Step 9- We will extract the target i.e. dependent variable values from the RawData dataframe and save it in a data series.
Step 10- We will be evaluating the performance of various regressors viz. HuberRegressor, LinearRegression, Ridge and others on outlier dataset. In the below code, we created instances of the various regressors.
Huber = HuberRegressor()
Linear = LinearRegression()
Step 11- We declared a list with instances of the regressions to pass it in sequence in a for a loop later.
estimators = [Linear,SGD,SVR,Huber, Ridge, Elastic,PassiveAggressiveRegressor]
Step 12- Finally, we will train the models in sequence with the training data set and print the coefficients of the features calculated by the model.
for i in estimators:
print(str(i)+" Coefficients:", np.round(i.coef_,2))
We can observe a wide range of coefficients calculated by different models based on their optimisation and regularisation factors. Feature 1 coefficient calculated coefficient varies from 29.31 to 76.88.

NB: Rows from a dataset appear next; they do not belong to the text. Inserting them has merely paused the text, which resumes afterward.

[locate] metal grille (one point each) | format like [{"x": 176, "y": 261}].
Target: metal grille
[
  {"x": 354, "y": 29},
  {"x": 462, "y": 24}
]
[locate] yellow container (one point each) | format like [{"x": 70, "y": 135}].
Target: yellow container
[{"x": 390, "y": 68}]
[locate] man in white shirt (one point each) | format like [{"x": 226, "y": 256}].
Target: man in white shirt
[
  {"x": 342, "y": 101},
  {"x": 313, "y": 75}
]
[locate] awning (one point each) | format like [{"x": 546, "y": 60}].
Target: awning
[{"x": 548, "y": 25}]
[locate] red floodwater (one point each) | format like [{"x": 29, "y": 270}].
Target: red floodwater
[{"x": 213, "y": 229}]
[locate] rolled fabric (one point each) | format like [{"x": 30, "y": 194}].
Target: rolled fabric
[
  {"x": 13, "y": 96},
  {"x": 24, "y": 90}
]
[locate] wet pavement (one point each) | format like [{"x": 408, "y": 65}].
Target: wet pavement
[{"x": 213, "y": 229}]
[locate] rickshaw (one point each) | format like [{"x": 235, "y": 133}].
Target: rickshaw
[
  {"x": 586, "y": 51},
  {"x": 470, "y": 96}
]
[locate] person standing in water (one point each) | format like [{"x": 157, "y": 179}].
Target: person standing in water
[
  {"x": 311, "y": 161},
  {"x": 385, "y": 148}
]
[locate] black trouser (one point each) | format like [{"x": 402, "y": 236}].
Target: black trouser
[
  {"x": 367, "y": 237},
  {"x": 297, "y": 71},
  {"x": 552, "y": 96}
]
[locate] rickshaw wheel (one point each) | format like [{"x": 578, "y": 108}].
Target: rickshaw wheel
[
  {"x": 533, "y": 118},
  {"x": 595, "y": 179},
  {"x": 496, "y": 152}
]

Due to a few outliers in the training dataset a few models, like linear and ridge regression predicted coefficients nowhere near the true coefficients. Huber regressor is quite robust to the outliers ensuring loss function is not heavily influenced by the outliers while not completely ignoring their effects like TheilSenRegressor and RANSAC Regressor. Linear SVR also more options in the selection of penalties and loss functions and performed better than other models.